Every Lutheran pastor has been asked to make an exception and baptize someone by immersion.  LCMS Chaplain Oliver Washington, Jr. is pictured in the May 2010 Lutheran Witness as doing that on page 18.  And what’s the big deal about that?  More than a soldier is being immersed; our theology is.

Every Lutheran pastor has been taught the following:

1) Luther thought immersing was the most fitting way to baptize.

2) The early church baptisteries prove they baptized by immersion.

3) You can’t prove from Scripture that Jesus or anyone else was baptized by immersion.  The Greek word baptize means to apply water somehow.

4) The only people in the Bible that were for sure immersed were the Egyptians.

5) Some faith groups insist that immersion is the only mode of baptizing and deny those not immersed have been baptized.

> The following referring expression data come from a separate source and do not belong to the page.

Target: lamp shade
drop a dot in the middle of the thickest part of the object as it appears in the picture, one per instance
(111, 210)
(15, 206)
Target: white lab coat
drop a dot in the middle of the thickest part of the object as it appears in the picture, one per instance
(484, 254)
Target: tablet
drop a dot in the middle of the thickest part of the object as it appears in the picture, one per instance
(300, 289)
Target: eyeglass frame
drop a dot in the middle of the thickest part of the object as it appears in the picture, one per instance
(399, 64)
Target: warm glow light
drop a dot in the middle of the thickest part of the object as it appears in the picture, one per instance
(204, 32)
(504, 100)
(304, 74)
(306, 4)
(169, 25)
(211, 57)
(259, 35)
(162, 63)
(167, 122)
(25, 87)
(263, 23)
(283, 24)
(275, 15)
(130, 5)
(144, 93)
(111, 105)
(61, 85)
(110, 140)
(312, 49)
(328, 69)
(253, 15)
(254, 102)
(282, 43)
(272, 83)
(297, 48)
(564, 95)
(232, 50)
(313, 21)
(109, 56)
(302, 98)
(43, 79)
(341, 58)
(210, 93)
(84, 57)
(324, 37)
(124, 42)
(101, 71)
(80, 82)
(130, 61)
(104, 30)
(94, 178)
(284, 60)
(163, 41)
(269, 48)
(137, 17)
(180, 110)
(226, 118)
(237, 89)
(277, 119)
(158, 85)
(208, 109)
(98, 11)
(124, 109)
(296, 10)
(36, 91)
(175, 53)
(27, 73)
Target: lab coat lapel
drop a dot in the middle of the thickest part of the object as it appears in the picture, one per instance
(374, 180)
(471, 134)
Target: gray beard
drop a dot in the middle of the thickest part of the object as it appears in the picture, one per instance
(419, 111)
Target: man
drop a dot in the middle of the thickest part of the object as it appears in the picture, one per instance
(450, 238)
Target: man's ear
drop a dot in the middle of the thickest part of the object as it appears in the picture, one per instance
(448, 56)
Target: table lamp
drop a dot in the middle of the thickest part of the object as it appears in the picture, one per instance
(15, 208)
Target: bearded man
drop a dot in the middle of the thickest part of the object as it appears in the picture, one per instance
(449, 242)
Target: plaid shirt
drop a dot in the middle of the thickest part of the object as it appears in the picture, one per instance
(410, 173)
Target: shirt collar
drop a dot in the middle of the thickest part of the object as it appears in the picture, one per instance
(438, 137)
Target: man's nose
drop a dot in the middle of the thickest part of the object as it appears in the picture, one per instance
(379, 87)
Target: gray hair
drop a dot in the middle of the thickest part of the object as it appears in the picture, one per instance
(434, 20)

6) By not immersing, we are testifying both to the fact that we will not have our consciences bound by a manmade law and to the fact that neither the mode nor the amount of water contribute to the validity or efficacy of Baptism.

Every Lutheran pastor has been asked by someone to make an exception and baptize them or a child by immersion.  The reasoning is always that it is more Biblical (wrong) and/or more fitting.  When I’ve admitted, with Luther, that it is more fitting sign, they have without fail said that they meant it was more of a baptism.  I have never made the exception.  Why?  Because to do so would baptize the error that the mode or amount of water somehow contributes to what Baptism is or does.  Second, it could cause others who have “only been sprinkled” to doubt if their Baptism was enough.

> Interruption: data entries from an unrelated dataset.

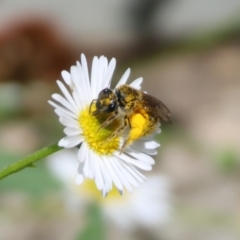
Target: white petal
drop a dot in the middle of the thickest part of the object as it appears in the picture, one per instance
(124, 78)
(66, 77)
(85, 68)
(132, 161)
(121, 174)
(69, 142)
(141, 156)
(106, 176)
(67, 95)
(98, 175)
(137, 83)
(94, 78)
(82, 152)
(108, 76)
(63, 102)
(63, 110)
(127, 174)
(113, 175)
(69, 122)
(70, 131)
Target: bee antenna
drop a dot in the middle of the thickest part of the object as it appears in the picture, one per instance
(94, 100)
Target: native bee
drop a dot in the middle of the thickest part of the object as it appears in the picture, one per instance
(141, 112)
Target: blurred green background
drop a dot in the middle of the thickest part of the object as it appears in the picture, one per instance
(188, 53)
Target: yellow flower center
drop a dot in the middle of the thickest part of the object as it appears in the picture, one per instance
(98, 139)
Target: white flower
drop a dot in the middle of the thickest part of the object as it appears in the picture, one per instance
(101, 162)
(147, 206)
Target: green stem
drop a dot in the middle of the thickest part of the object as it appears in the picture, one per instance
(29, 160)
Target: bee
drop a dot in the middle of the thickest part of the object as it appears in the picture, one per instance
(140, 112)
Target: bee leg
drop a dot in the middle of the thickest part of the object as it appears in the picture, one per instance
(118, 131)
(108, 120)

Let’s give Chaplain Washington a pass here.  The photo says the Baptism took place in Iraq.  Perhaps this soldier was about to go out on a combat patrol.  Perhaps no matter how hard and well the good chaplain catechized the solider he couldn’t be disabused from the notion that the only fitting way to be baptized was by immersion.  Given such a situation I can believe that I too would immerse the solider.  However, by publishing the picture The Lutheran Witness has immersed our theology.

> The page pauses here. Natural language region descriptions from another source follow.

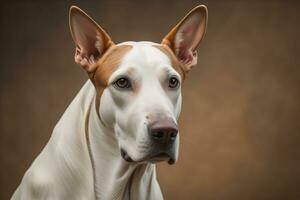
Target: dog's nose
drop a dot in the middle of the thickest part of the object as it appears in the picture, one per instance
(163, 132)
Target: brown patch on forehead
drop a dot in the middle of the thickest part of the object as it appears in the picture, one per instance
(106, 66)
(174, 61)
(108, 63)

Isn’t that how it always is?  You identify one threat only to be surprised by another.  I thought our confessional theology was only endangered by the fires of Ablaze! Now the waters are rising against us.

About Paul Harris

Pastor Harris retired from congregational ministry after 40 years in office on 31 December 2023. He is now devoting himself to being a husband, father, and grandfather. He still thinks cenobitic monasticism is overrated and cave dwelling under.